Lieutenant Cookes, Bengal horse artillery, reports that “about daybreak on that day I advanced my half troop at a gallop, and engaged the enemy within easy musket range. The spongeman of one of my guns having been shot during the advance, gunner Connolly assumed the duties of second spongeman, and he had barely assisted in two discharges of his gun when a musket ball through the left thigh felled him to the ground; nothing daunted by pain and loss of blood, he was endeavouring to resume his post, when I ordered a movement in retirement, and, though severely wounded, he was mounted on his horse in the gun-team, and rode to the next position which the guns took up, and manfully declined going to the rear when the necessity of so doing was represented to him.

About eleven o’clock A.M., when the guns were still in action, the same gunner, while sponging, was again knocked down by a musket-ball striking him on the hip, thereby causing great faintness and partial unconsciousness, for the pain appeared excessive, and the blood flowed fast.
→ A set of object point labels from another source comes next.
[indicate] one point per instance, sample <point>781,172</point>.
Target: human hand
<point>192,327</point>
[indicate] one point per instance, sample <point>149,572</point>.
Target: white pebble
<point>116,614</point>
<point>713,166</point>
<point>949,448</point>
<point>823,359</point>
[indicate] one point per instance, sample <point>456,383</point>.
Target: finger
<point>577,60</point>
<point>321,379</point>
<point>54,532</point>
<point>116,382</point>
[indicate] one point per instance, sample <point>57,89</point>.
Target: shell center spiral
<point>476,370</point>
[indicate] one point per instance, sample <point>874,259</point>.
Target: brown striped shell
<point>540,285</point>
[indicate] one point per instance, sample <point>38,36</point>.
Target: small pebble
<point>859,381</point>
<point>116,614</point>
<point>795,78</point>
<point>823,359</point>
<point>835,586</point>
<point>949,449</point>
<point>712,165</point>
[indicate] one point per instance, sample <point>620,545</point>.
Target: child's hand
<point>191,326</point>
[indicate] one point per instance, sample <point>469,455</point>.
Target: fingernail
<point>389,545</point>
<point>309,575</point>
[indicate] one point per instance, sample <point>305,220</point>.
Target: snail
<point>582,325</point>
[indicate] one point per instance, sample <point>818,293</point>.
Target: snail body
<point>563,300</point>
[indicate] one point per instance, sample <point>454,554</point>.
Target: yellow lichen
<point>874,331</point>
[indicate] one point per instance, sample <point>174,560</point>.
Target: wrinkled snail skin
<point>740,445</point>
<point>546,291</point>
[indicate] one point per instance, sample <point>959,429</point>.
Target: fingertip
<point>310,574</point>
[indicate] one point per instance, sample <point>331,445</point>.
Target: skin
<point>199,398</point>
On seeing this I gave directions for his removal out of action; but this brave man, hearing me, staggered to his feet and said, ‘No, sir, I’ll not go there whilst I can work here; and shortly afterwards he again resumed his post as spongeman.
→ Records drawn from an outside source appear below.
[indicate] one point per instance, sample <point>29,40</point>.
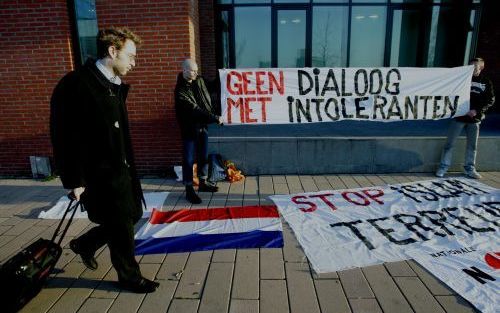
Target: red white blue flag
<point>209,229</point>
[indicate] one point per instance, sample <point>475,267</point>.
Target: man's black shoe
<point>207,187</point>
<point>191,195</point>
<point>87,258</point>
<point>143,285</point>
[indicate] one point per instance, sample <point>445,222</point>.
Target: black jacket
<point>482,96</point>
<point>92,145</point>
<point>193,106</point>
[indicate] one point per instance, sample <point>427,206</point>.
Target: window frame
<point>308,7</point>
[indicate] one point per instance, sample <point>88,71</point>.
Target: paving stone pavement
<point>233,280</point>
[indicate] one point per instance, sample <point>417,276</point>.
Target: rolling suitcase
<point>23,275</point>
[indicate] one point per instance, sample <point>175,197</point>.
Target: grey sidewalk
<point>241,280</point>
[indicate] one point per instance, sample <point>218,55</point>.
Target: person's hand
<point>77,192</point>
<point>472,113</point>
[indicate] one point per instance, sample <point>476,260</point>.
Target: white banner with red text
<point>342,229</point>
<point>310,95</point>
<point>471,271</point>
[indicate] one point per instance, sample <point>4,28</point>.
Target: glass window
<point>367,36</point>
<point>470,34</point>
<point>252,26</point>
<point>330,1</point>
<point>369,1</point>
<point>329,37</point>
<point>406,1</point>
<point>405,37</point>
<point>86,27</point>
<point>291,38</point>
<point>224,29</point>
<point>291,1</point>
<point>251,1</point>
<point>449,38</point>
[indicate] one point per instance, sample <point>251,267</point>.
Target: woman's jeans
<point>195,149</point>
<point>472,134</point>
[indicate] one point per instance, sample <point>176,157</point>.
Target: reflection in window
<point>291,38</point>
<point>251,1</point>
<point>369,1</point>
<point>450,35</point>
<point>405,37</point>
<point>291,1</point>
<point>470,34</point>
<point>252,36</point>
<point>367,36</point>
<point>329,37</point>
<point>86,26</point>
<point>224,28</point>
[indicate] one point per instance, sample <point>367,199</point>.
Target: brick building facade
<point>36,51</point>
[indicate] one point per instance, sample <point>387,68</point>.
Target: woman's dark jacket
<point>92,147</point>
<point>482,97</point>
<point>193,106</point>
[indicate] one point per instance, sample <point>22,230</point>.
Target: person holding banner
<point>194,111</point>
<point>482,97</point>
<point>93,154</point>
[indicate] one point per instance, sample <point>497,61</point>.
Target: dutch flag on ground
<point>209,229</point>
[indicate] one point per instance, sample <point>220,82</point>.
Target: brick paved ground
<point>241,280</point>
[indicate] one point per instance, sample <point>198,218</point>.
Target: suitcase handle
<point>68,209</point>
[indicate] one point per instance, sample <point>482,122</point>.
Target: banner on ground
<point>341,229</point>
<point>154,200</point>
<point>210,229</point>
<point>309,95</point>
<point>472,271</point>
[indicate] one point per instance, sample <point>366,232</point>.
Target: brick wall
<point>35,52</point>
<point>164,28</point>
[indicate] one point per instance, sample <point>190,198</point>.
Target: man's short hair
<point>114,36</point>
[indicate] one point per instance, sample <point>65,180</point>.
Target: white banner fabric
<point>310,95</point>
<point>154,200</point>
<point>472,271</point>
<point>342,229</point>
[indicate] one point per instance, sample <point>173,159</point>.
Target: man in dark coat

Late in the afternoon of the same day, my three guns were engaged at 100 yards from the walls of a village with the defenders, namely, the 14th native infantry - mutineers - amidst a storm of bullets which did great execution. Gunner Connolly, though suffering severely from his two previous wounds, was wielding his sponge with an energy and courage which attracted the admiration of his comrades, and while cheerfully encouraging a wounded man to hasten in bringing up the ammunition a musket-ball tore through the muscles of his right leg; but with the most undaunted bravery he struggled on, and not till he had loaded six times did this man give way, when, from loss of blood, he fell in my arms, and I placed him on a waggon, which shortly afterwards bore him in a state of unconsciousness from the fight.”

==The medal==
Today, his medal is on public display in the British in India Museum in Nelson, Lancashire, England.